Representatives of the Great Council of Chiefs (GCC) will gather for their first meeting this year in Pacific Harbour over the next two days and a new chairperson is expected to be appointed.
Ahead of the meeting, Pacific traditional leaders from Samoa, Tonga, Hawai'i and New Zealand, are in the country meeting on Bau Island at the invitation of high chief the Kubuna confederacy Ratu Epenisa Cakobau.
Last week, iTaukei Affairs Minister Ifereimi Vasu said there will be three representatives each from the 14 provinces as well as from Rotuma.
Vasu is expected to release more details on the agenda on Tuesday afternoon at a news conference.
The GCC is regarded as the apex of traditional Fijian leadership. It has also been accused of being a racist institution promoting indigenous supremacy in the past.
It was discarded by the former prime minister Frank Bainimarama following his 2006 military coup.
In November last year, Parliament had passed a law to reinstate the GCC - when 28 MPs voted for the iTaukei Affairs (Amendment) Bill 2023, 22 voted against it, 3 did not vote and 1 abstained.
This month, the Cabinet approved the iTaukei Affairs (GCC) Regulations 2024 two weeks ago to "ensure that the objectives of Bose Levu Vakaturaga (GCC) are met".
"The people's call for an independent, apolitical and inclusive institution that is relevant to the needs and aspirations of iTaukei society have been fully heeded by this coalition government.
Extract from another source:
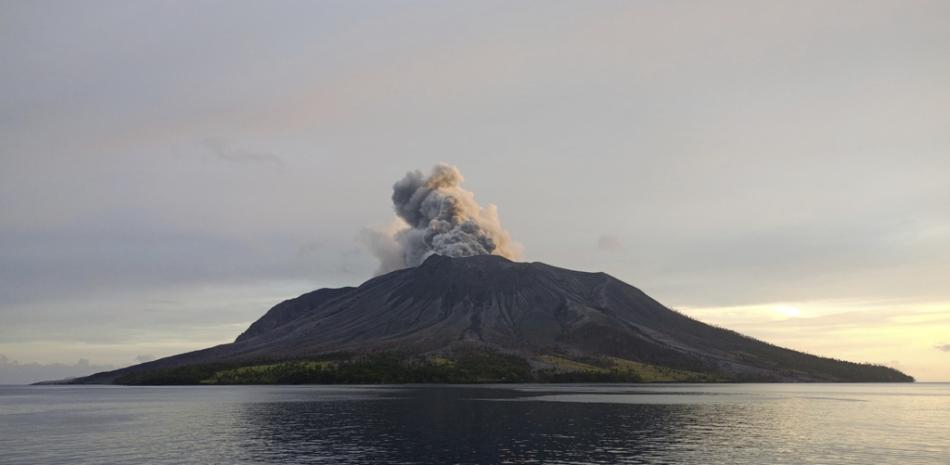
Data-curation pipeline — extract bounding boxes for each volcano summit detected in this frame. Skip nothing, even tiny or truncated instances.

This now brings Fiji in step with the United Nations Declaration on Indigenous Peoples 2007," the GCC review team leader Ratu Jone Baledrokadroka told RNZ Pacific at the time.
The council will be independent and politically neutral and its main role is to look after the good governance and wellbeing of the iTaukei people, according to Indigenous Affiars Ministry permanent secretary Pita Tagicakirewa.
The ministry has confirmed that bills the government wants to take before Parliament will be discussed by the GCC first before being referred to Cabinet and eventually Parliament.